Hierarchical Prediction Structures

Hierarchical prediction structures provide:

  • Improved coding efficiency
  • Temporal scalability

A video bit stream is called temporal scalable when parts of the stream can be removed in a way that the resulting substream forms another valid bit stream for some target decoder, and the substream represents the source content with a frame rate that is smaller than the frame rate of the complete original bit stream (see  Figure 1).

In contrast to older video coding standards, the coding and display order of pictures is completely decoupled in H.264/MPEG-4 AVC. Furthermore any picture can be marked as reference picture and used for motion-compensated prediction of following pictures independent of the coding types of the corresponding slices.

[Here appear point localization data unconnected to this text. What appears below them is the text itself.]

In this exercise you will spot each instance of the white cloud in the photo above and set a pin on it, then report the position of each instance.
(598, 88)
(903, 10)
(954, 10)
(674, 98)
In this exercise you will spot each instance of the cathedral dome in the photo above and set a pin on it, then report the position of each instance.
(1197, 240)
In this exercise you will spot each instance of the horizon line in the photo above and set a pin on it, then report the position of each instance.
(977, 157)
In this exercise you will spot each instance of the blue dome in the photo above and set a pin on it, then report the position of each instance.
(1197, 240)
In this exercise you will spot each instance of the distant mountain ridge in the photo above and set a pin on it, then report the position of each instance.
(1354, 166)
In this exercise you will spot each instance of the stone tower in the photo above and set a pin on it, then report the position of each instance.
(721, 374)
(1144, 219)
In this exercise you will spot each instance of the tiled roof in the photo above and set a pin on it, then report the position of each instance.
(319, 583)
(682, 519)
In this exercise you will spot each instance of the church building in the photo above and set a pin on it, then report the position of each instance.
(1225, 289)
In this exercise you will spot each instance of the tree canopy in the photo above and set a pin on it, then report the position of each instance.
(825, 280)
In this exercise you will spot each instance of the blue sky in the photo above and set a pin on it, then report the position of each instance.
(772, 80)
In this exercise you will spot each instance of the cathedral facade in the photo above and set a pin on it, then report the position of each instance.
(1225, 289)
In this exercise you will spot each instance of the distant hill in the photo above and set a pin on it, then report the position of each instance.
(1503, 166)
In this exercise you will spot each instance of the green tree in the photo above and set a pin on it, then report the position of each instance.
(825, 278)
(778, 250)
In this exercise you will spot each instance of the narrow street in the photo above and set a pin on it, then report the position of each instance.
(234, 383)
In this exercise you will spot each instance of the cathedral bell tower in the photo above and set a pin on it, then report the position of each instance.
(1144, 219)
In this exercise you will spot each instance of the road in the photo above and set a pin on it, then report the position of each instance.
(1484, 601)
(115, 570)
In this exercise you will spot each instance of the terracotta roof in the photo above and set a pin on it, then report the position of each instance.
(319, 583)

These features allow the selection of arbitrary coding/prediction structures, which are not possible with older video coding standards. The development of the first Working Draft for the SVC standard turned out that the coding efficiency of H.264/MPEG-4 AVC can be increased, when prediction structures with so-called hierarchical B pictures are used.

A typical hierarchical prediction structure with 4 dyadic hierarchy stages is depicted in Figure 2(a). So-called key pictures (red in Figure 2) are coded in regular (or even irregular) intervals. As illustrated, a key picture and all pictures that are temporally located between the key picture and the previous key picture are considered to build a group of pictures (GOP). The key pictures are either intra-coded (e.g., in order to enable random access) or inter-coded using previous (key) pictures as reference for motion-compensated prediction. The remaining pictures of a GOP are hierarchically predicted as illustrated in Figure 2(a).

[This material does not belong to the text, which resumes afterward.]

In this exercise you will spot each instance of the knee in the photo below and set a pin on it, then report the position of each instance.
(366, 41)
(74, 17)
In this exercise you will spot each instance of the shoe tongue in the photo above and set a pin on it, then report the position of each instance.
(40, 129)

It is obvious that such a hierarchical prediction structure can also be employed for supporting several temporal scalability levels. Therefore, it has to be ensured that all pictures are predicted by using only pictures of a coarser or the same temporal level as references.

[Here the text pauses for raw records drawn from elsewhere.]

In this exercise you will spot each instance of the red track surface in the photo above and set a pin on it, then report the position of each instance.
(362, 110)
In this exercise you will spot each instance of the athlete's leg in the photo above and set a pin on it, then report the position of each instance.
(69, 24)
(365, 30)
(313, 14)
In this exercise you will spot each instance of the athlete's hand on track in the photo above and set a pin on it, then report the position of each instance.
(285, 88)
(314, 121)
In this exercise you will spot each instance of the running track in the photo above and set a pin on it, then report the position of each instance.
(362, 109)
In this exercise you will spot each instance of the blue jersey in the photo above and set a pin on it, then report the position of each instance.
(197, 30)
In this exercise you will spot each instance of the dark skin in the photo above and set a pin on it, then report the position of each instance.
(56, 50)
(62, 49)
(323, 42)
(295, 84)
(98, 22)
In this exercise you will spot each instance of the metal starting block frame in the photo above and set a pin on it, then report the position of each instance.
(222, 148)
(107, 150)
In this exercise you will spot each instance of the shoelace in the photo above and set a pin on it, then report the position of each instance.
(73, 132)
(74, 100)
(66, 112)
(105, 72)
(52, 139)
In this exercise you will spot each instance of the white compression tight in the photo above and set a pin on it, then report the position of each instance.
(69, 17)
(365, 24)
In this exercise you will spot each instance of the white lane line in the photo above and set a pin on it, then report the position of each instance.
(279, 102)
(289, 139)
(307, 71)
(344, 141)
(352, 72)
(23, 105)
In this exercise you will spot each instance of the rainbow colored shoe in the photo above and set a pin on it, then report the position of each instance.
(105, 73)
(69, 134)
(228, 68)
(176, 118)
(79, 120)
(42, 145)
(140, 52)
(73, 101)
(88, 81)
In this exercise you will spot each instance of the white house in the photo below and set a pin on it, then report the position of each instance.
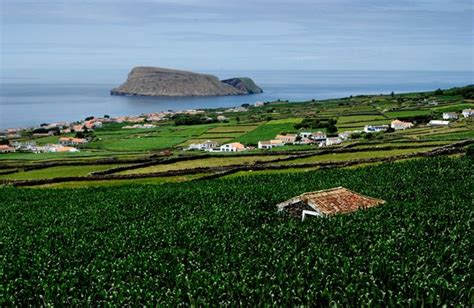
(400, 125)
(438, 123)
(270, 144)
(232, 147)
(333, 141)
(288, 138)
(345, 135)
(205, 146)
(450, 115)
(375, 128)
(468, 113)
(306, 134)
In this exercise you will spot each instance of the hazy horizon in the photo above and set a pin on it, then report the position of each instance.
(213, 36)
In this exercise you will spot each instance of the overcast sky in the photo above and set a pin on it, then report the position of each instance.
(237, 35)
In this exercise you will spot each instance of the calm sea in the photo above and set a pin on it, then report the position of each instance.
(32, 101)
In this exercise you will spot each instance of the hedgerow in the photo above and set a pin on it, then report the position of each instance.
(222, 242)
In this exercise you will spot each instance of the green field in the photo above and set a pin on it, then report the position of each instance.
(221, 242)
(407, 113)
(205, 162)
(56, 172)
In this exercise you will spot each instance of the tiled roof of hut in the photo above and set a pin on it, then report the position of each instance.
(327, 202)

Figure 2(b) illustrates an example of a non-dyadic hierarchical prediction structure with 3 temporal levels and a GOP size of 9 pictures. Furthermore, by restricting the prediction from pictures that follow the current picture in display order and adjusting the coding order of pictures, the delay can be controlled. As an example Figure 2(c) show a hierarchical prediction structures with a structural delay of zero, which can also be used for delay-critical applications.

Figure 3 illustrates the coding efficiency improvements for hierarchical prediction structures. It shows the bit rates savings for different prediction structures (including “IBPBP…” and “IBBP…”) relative to simple “IPPP” coding for a constant video quality of 34 dB. For these simulations, hierarchical prediction structures with GOPs of 8 or more pictures provide on average 10 % bit rate savings relative to the often used “IBBP…” coding structure.